Conhecemos a Mona quando ela está
na praia numa manhã fria de inverno, tomando banho. Depois pede carona para um
caminhão e, a partir desse momento, ela passará por diferentes situações de encontros
e desencontros com muitos tipos de pessoas que são fundamentais na construção
da história; porém, destacamos dois em especial.

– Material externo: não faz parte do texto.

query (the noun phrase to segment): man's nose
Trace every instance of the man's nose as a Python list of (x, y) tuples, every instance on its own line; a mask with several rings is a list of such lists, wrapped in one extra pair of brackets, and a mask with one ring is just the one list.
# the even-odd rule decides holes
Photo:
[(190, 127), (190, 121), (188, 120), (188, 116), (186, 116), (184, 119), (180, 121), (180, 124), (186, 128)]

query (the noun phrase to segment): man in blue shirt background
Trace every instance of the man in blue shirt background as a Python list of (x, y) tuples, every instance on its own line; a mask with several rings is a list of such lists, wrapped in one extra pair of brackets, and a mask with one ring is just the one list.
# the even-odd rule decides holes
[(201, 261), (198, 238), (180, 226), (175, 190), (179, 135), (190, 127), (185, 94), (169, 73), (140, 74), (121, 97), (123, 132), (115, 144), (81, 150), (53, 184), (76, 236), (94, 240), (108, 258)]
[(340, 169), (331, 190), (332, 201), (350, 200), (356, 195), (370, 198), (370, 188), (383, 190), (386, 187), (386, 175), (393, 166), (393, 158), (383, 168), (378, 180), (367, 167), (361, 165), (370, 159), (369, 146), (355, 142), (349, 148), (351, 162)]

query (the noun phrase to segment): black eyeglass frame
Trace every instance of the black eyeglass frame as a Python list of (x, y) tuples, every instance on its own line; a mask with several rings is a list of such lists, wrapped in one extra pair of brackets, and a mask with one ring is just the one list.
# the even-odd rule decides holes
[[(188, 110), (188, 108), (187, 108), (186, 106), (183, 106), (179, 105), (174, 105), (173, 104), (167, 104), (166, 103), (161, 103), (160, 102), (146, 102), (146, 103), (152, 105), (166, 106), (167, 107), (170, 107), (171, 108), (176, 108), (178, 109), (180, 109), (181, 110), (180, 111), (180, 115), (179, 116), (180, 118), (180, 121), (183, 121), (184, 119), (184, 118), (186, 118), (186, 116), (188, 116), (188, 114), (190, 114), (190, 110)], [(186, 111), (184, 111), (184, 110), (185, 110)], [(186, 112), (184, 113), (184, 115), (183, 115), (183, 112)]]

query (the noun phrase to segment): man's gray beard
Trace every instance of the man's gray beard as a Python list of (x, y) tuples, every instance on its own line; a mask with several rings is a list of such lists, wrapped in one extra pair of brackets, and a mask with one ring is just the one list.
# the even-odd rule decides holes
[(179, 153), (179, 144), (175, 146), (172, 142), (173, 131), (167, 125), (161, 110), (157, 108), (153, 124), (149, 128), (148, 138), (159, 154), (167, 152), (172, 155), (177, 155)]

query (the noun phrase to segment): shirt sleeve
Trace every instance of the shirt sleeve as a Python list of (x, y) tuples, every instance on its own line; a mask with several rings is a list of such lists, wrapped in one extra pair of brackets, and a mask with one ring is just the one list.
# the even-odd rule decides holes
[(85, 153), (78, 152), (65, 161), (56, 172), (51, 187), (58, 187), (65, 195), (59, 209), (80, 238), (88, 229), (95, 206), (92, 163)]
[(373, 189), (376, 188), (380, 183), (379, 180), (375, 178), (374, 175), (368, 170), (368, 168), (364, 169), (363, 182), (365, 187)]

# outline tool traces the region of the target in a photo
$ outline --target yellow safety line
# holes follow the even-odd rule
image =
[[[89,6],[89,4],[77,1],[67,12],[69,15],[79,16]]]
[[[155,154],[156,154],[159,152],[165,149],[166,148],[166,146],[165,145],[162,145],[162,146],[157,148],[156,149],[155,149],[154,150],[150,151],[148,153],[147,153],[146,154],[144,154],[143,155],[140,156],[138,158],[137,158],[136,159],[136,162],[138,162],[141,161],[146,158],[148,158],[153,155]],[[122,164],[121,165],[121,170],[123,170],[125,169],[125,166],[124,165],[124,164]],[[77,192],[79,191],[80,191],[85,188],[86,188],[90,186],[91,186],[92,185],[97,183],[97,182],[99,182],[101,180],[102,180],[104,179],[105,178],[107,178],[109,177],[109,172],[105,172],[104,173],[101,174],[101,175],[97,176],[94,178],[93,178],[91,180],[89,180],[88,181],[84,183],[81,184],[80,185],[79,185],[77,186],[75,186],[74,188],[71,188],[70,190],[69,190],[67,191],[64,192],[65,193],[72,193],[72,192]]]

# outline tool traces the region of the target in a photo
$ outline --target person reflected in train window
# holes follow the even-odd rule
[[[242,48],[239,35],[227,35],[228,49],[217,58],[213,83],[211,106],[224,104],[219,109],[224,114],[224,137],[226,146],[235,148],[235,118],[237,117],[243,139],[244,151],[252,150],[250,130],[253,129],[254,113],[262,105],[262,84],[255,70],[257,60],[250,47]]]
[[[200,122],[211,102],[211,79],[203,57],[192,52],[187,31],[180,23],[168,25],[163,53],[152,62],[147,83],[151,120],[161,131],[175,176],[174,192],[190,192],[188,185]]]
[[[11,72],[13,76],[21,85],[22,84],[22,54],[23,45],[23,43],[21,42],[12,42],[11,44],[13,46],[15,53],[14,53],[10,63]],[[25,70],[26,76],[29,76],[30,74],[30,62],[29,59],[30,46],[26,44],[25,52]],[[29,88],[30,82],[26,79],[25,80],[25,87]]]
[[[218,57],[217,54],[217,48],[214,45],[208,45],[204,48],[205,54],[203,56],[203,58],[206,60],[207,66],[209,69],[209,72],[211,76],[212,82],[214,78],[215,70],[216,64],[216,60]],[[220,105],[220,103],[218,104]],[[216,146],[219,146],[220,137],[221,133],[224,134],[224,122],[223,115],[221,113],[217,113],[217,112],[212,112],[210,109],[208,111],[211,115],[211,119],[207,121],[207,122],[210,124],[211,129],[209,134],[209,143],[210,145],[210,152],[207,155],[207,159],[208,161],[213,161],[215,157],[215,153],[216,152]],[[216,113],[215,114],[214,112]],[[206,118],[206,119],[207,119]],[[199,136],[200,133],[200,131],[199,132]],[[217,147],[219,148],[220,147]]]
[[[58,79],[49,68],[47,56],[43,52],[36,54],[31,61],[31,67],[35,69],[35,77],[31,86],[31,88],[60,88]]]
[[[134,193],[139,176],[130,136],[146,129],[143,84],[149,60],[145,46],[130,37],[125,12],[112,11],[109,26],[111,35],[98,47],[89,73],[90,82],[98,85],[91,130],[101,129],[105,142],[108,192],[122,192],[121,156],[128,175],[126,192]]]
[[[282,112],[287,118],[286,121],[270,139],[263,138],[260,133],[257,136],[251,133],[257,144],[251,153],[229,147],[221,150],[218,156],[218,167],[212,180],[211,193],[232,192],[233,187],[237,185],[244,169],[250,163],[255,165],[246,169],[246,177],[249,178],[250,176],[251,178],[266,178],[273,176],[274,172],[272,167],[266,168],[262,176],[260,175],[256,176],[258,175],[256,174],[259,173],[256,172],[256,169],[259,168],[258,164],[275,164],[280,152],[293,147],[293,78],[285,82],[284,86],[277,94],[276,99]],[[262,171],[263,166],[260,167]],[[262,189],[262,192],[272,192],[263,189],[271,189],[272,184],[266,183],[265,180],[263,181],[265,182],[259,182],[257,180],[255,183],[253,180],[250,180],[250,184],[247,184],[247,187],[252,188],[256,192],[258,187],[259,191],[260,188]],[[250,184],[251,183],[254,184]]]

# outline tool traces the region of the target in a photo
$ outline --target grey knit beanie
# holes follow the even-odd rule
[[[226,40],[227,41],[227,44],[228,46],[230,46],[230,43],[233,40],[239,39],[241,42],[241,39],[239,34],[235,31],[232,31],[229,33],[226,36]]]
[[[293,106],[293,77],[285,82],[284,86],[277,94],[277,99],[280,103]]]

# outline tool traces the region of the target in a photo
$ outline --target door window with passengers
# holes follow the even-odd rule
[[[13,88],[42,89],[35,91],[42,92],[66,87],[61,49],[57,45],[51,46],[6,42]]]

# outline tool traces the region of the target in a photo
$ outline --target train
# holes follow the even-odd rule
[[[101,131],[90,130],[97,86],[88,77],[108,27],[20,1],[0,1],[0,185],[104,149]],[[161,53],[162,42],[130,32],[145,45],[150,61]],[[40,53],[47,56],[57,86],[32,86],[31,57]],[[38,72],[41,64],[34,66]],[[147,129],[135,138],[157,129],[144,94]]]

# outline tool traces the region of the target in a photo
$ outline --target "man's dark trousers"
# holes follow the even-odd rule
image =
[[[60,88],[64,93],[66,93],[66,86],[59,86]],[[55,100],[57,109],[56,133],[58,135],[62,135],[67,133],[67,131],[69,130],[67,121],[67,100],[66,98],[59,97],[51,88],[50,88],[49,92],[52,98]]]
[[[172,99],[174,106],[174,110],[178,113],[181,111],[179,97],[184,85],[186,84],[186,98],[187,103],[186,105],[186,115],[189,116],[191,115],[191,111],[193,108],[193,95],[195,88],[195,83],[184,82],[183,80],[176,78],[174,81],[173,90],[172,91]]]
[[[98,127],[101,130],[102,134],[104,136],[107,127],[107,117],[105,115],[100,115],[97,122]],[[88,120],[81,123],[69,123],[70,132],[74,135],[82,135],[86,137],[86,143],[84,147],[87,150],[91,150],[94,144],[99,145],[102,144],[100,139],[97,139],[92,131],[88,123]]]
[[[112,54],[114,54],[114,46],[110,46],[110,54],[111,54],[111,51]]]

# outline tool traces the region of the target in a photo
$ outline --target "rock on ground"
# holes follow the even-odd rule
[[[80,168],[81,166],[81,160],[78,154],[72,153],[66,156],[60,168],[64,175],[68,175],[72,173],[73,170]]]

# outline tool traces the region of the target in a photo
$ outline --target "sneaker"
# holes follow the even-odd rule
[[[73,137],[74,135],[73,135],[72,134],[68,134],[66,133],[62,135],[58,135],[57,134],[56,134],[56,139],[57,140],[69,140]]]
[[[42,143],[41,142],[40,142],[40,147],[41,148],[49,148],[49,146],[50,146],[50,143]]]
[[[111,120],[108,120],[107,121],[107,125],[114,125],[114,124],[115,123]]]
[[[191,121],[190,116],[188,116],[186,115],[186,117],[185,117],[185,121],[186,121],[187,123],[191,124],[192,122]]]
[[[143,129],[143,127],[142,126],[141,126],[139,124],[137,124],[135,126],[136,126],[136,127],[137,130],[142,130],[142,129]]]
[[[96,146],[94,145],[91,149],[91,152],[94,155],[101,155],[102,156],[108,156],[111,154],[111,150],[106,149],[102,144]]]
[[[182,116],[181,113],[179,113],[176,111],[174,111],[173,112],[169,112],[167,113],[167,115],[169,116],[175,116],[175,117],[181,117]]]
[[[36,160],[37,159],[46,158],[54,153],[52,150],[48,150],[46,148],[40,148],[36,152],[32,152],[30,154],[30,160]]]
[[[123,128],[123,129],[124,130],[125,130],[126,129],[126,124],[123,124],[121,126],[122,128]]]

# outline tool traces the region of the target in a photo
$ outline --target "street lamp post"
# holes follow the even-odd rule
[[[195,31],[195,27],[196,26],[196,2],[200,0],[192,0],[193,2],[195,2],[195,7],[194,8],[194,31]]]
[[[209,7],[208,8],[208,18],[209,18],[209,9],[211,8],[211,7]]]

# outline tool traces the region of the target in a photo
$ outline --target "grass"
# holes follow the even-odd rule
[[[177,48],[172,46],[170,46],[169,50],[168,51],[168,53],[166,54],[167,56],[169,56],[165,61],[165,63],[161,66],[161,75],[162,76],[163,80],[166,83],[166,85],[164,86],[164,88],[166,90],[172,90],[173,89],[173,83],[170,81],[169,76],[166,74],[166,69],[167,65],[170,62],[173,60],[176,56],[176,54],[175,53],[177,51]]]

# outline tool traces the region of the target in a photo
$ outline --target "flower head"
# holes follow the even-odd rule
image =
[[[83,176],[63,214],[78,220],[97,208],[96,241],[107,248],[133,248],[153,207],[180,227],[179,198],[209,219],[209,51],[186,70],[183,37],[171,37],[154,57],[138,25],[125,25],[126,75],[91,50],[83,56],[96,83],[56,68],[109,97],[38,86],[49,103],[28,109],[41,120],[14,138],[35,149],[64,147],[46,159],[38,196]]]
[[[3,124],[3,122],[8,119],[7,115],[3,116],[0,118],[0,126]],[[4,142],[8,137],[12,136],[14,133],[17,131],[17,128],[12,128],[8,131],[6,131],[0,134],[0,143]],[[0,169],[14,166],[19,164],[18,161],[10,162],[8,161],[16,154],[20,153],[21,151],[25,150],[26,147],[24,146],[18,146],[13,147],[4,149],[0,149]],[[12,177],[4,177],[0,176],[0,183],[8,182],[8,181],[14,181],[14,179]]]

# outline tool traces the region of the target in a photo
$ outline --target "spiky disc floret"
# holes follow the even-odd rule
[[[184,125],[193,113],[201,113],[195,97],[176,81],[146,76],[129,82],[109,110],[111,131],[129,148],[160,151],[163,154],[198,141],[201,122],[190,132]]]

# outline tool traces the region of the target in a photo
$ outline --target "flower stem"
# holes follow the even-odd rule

Mona chega em um sítio onde mora
um ex-professor de filosofia com sua esposa e seu filho pequeno. O lugar é
pobre, mas o casal é trabalhador. Por onde passa Mona há uma paisagem vazia, de
abandono, triste e esta é uma constante no filme. É como se esta paisagem
formasse um todo com Mona. O casal permite que Mona fique uma noite, mas depois
lhe oferece um pedaço de terra para que cultive o que ela disse que gostaria de
cultivar se tivesse uma terra: batatas. Não obstante, o tempo todo a jovem
andarilha não faz nada: deixa o tempo passar e o casal pede para ela ir embora.
Mas, nos monólogos do professor com Mona, pois só ela o escuta, ele lhe diz: “Você escolheu a liberdade total, mas você
tem a solidão total. Sua hora irá chegar se continuar assim, irá se destruir.
Sua direção é a destruição. Se tiver que viver, tem que parar. Meus amigos que
ficaram na estrada estão mortos agora ou então se acabaram: alcoólatras ou
dragados. Porque a solidão acabou com eles, no fim de tudo”.
"Você escolheu a liberdade total, mas você tem a solidão total" |
Este discurso não é moralista e
sem a reflexão de um homem que consegue ver o que acontece com Mona, porém, ela
não pode ou não quer fazer nada. Ou, talvez, as preocupações dos outros não são
as suas preocupações. O ex-professor fala pausadamente; não há amargura nas
suas palavras, mas sem frustração. Mona escuta, mas não discute e, no final das
contas, vai embora.
Ela é livre! Ela é livre?
Mona escolheu a liberdade total e
vive na solidão total. Este encontro é o anúncio do que o espectador já sabe
desde os primeiros minutos do filme: ela está morta. E só ela não sabe ainda que
está morta: mas caminha para isso. Sem pressa.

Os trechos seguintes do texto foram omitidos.